On 10 January 2019, the European Supervisory Authorities approved the content of a multilateral agreement on the practical aspects of information exchange between the European Central Bank acting in its supervisory capacity and all competent EU authorities responsible for the supervision of credit and financial institutions’ compliance with anti-money laundering/countering the financing of terrorism obligations.

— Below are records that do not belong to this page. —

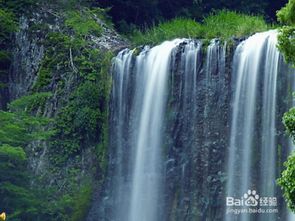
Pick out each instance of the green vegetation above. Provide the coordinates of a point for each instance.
(128, 14)
(82, 23)
(286, 38)
(223, 24)
(17, 129)
(287, 183)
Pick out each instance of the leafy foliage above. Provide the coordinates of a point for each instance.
(286, 181)
(287, 14)
(142, 13)
(82, 23)
(286, 38)
(223, 24)
(17, 130)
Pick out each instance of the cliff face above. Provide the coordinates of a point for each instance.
(62, 74)
(196, 130)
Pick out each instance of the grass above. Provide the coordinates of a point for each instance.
(222, 24)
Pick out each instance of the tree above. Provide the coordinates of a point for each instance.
(17, 129)
(287, 179)
(286, 38)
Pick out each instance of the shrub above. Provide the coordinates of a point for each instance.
(222, 24)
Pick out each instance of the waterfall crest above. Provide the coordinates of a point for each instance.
(192, 124)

(3)develop further solutions for supervising operators acting under the ‘passporting’ regime;
The European Banking Authority has set up a task force to clarify when agents and distributors that operate in a Member State other than that in which the appointing institution is authorised are ‘establishments’ for the purposes of Directives (EU) 2015/2366, Directive 2009/110/EC, and 4th Anti-Money Laundering Directive. Work is under way and expected to be concluded in 2019.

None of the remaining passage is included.